Spokesmen for the EPA and MARAD requested and answered e-mailed questions as well as by phone about PCB and reflagging issues. But requests to interview senior officials were refused.

"Ship owners are responsible for complying with the PCB export ban," Roxanne Smith, an EPA spokeswoman, wrote in a statement. Since clamping down recently on some vessels, the EPA "is continuing to work with MARAD and other federal agencies to examine ways to improve our interagency coordination so that all federal enforcement capabilities and resources can be employed to thwart violations."

But a number of ships have sailed already. Since 2000, at least 91 vessels – including old oil tankers – were approved by MARAD for reflagging under a provision for overseas scrapping.

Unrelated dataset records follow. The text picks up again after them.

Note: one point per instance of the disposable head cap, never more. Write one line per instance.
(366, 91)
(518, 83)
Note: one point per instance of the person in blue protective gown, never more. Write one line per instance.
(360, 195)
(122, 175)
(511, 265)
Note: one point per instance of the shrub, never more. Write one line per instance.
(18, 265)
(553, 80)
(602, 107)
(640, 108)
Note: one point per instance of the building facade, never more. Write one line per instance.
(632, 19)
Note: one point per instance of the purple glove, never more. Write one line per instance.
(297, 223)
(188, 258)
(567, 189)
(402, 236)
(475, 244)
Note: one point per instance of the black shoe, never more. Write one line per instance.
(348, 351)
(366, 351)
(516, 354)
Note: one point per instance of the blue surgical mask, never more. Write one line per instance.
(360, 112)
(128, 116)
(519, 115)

It isn't known whether those ships were inspected for PCBs. But even though ships of that vintage typically contain hundreds of tons of PCBs, MARAD currently does not require a proof of inspection from owners that shows a ship is free of PCBs before it grants a transfer order permitting reflagging and scrapping overseas, the agency confirms. Although not now required, such certification is within MARAD's right to demand under its regulations, Mr. Graykowski says.

Shannon Russell, a MARAD spokeswoman, denies that her agency, an arm of the US Department of Transportation, has routinely overlooked environmental laws in ship reflagging.